A large part of living with chronic illness is finding a way of life that suits you. I brought my migraines with me to Spain. I’ll bring them with me to Cape Clear. (Wherever you go, there you are.) But living alongside migraine can be made easier in some environments more than others. Not necessarily because the migraine itself is eased by the environment. I was exceptionally happy in Spain. And those few months also precipitated my worst bout of migraine to date. Perhaps just because we are more fulfilled, and therefore burdened less by the pain.
Of course, sometimes, the correct environment can serve to ease the pain. Other times, we cannot overlook the pain no matter the environment. It hurts too much.
In his new book, The Midnight Library, author Matt Haig gives his protagonist, a young woman who has just attempted suicide, the opportunity to remake her life choices.

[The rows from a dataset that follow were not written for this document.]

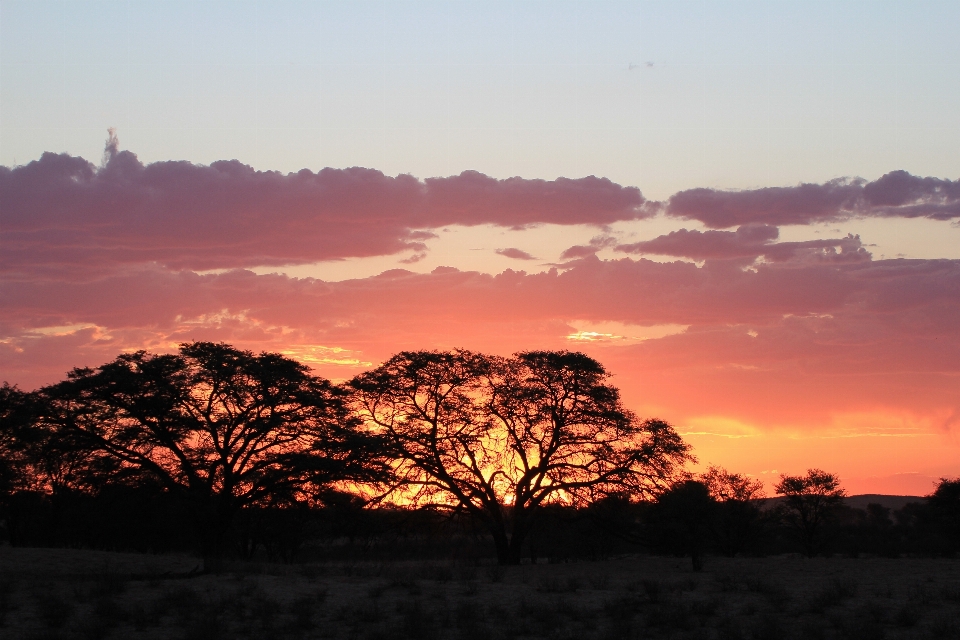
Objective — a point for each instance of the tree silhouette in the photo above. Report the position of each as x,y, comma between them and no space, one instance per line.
500,437
943,507
221,427
682,519
737,519
808,502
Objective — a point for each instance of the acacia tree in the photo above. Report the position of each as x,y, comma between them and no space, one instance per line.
737,519
500,437
221,427
808,502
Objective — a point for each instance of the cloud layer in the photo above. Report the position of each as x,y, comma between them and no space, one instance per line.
896,194
784,335
61,213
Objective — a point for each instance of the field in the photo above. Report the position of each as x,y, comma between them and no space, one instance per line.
63,593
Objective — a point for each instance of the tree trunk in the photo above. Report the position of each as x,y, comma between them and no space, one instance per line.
506,553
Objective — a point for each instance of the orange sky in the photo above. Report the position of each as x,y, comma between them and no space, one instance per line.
758,322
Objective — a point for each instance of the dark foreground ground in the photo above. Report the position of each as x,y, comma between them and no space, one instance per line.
56,593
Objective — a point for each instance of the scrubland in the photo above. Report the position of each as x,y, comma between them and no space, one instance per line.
64,593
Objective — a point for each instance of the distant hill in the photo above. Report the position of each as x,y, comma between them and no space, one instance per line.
891,502
861,501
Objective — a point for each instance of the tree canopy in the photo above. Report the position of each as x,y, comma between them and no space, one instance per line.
500,437
222,427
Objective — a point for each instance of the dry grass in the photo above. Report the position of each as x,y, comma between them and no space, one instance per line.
55,593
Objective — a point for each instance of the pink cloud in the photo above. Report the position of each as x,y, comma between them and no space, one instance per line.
749,242
516,254
60,212
895,194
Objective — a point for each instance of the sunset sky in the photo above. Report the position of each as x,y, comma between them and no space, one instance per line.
748,211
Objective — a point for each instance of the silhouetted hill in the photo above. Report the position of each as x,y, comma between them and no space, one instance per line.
891,502
861,501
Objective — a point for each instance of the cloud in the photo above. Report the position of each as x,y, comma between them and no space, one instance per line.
749,242
582,251
516,254
61,214
896,194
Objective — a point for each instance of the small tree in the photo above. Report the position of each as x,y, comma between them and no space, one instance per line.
808,502
681,520
737,521
221,427
499,437
943,509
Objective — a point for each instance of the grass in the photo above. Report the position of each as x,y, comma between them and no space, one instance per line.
71,595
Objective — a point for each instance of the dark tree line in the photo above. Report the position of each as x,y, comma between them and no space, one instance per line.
227,452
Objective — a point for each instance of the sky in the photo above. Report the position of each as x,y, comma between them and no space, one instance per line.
749,212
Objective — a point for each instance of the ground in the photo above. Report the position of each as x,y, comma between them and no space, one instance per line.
65,593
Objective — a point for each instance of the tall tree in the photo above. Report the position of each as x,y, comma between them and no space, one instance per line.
499,437
223,428
808,502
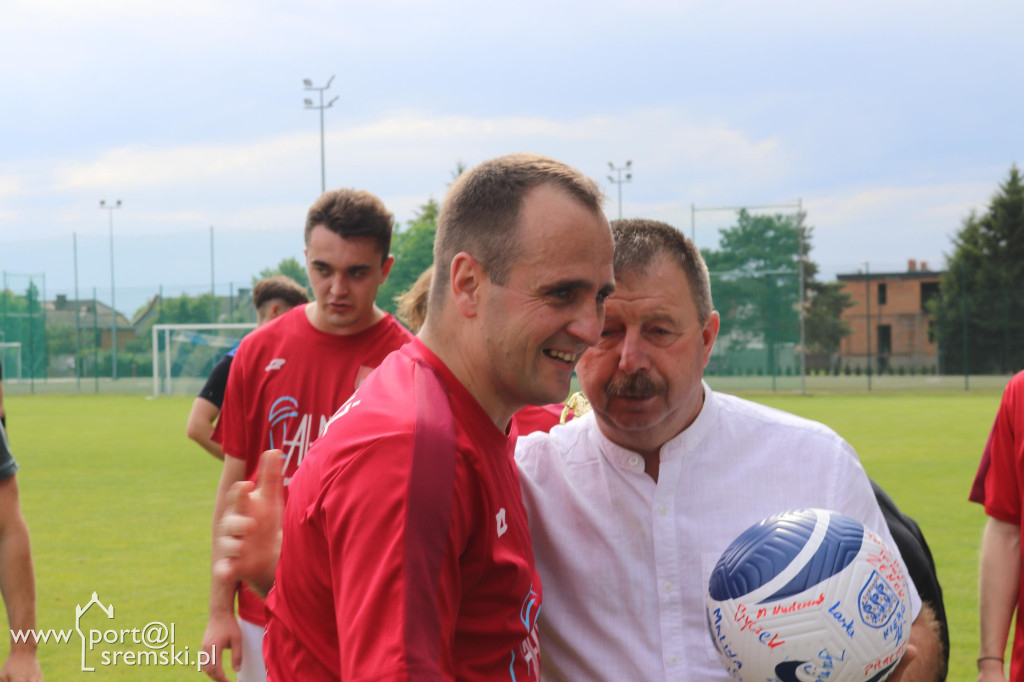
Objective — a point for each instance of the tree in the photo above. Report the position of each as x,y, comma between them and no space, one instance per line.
755,285
413,249
979,313
754,282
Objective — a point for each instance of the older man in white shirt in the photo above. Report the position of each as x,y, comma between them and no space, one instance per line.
632,505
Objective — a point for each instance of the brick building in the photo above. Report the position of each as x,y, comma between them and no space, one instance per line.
890,323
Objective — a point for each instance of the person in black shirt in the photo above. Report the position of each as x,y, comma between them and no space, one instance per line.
271,297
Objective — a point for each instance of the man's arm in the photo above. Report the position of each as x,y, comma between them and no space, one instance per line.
248,540
17,584
222,630
998,585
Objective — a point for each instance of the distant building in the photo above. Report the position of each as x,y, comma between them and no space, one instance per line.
889,318
92,314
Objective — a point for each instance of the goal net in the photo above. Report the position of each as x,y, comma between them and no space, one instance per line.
184,354
10,359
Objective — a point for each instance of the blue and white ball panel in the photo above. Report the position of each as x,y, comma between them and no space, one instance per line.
808,595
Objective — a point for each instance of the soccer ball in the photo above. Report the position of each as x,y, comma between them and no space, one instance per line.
809,595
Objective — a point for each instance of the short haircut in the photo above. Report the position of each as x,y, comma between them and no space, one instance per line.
412,305
351,213
281,287
639,242
480,214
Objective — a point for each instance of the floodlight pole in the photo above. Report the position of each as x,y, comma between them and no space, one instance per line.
620,180
114,311
309,104
867,300
803,332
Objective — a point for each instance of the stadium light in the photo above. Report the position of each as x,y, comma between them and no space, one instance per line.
308,85
621,180
114,311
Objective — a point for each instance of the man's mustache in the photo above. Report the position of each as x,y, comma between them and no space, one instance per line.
635,386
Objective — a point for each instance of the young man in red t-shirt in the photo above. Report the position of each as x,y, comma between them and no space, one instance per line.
404,544
289,377
1001,580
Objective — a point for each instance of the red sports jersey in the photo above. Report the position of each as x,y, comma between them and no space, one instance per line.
286,381
406,551
1003,487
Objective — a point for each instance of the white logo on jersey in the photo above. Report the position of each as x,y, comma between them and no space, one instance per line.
342,411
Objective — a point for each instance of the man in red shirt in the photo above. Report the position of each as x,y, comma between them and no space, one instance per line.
1001,580
291,374
406,548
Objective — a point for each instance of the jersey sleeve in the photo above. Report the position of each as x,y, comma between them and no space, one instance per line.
392,519
213,390
231,431
1003,498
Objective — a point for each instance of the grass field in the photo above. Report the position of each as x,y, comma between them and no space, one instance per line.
119,503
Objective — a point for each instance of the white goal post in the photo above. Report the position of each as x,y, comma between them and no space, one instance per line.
216,338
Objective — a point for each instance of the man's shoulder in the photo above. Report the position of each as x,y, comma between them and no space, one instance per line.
563,443
740,413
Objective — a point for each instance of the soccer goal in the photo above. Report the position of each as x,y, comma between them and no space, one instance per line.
183,354
10,359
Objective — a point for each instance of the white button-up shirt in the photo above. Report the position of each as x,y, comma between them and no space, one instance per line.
625,561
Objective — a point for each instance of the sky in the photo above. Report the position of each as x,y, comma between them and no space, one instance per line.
887,122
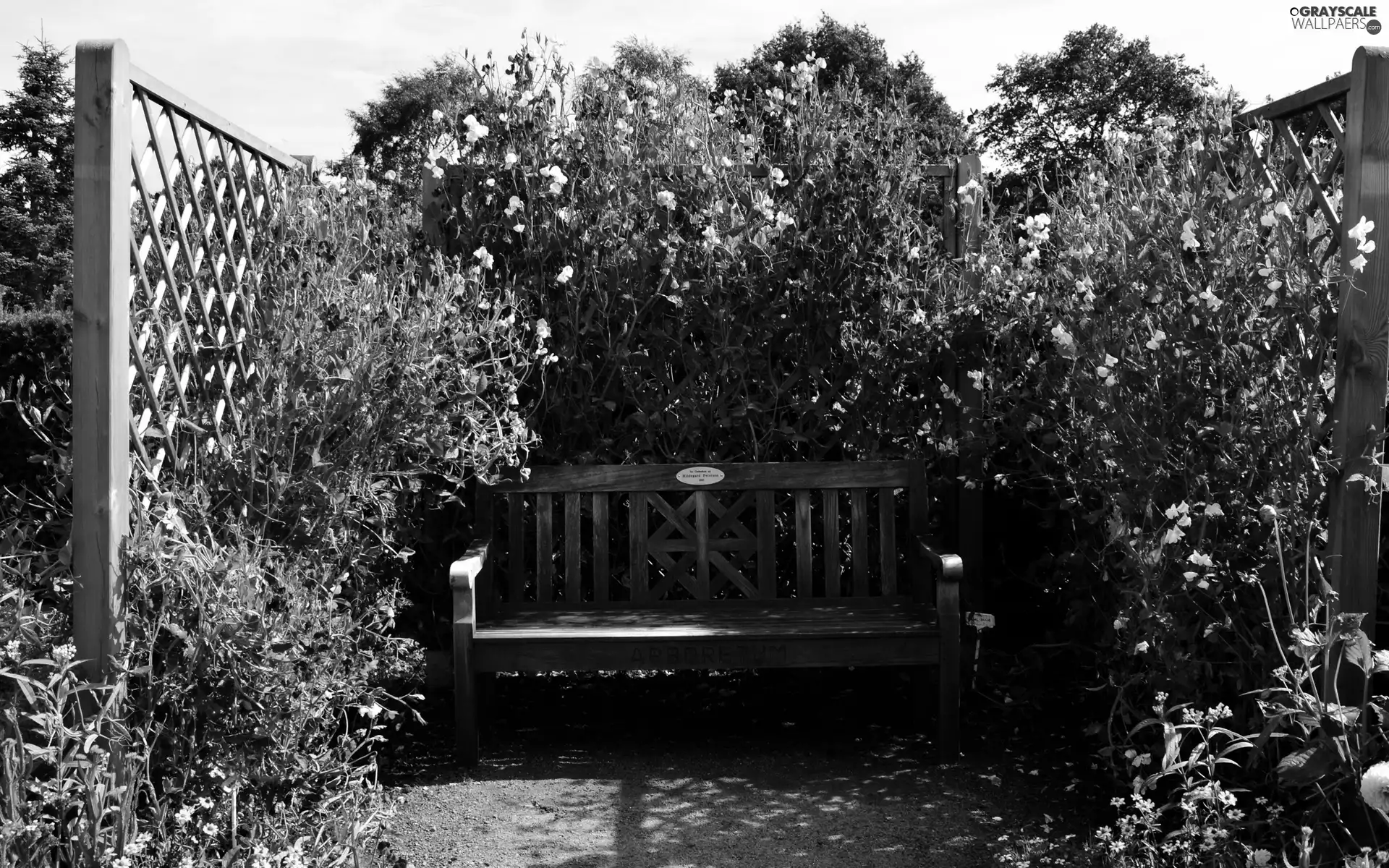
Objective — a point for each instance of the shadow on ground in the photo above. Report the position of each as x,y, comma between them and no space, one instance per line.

Nora, who finds herself in a realm somewhere between life and death, is given the chance to experience the parallel lives she may have led had she made different choices over the course of her life.
It’s a fantastical novel. It is unlikely we will find ourselves in The Midnight Library. However, we have the opportunity here on Earth to try on multiple lives. If we are fortunate, we can do and redo, upcycle and recycle until we find a life that fits, or at least is comfortable.
It’s important to get it right. When getting it right means less pain and more freedom, more joy, it is really important to get it right.
So, I’m looking forward to my adventure. To the sea and the stars and the cairde nua. And I’ll miss the comforts of my couch and my local pharmacy.
The likelihood is I’ll be back in Drumcondra in a number of months. You’ll pass me at the traffic lights with my overflowing tote – maybe a new one bought to commemorate my stay – but what you may not see beneath the tomatoes and the tuna and the overpriced oat milk are the experiences I picked up along the way.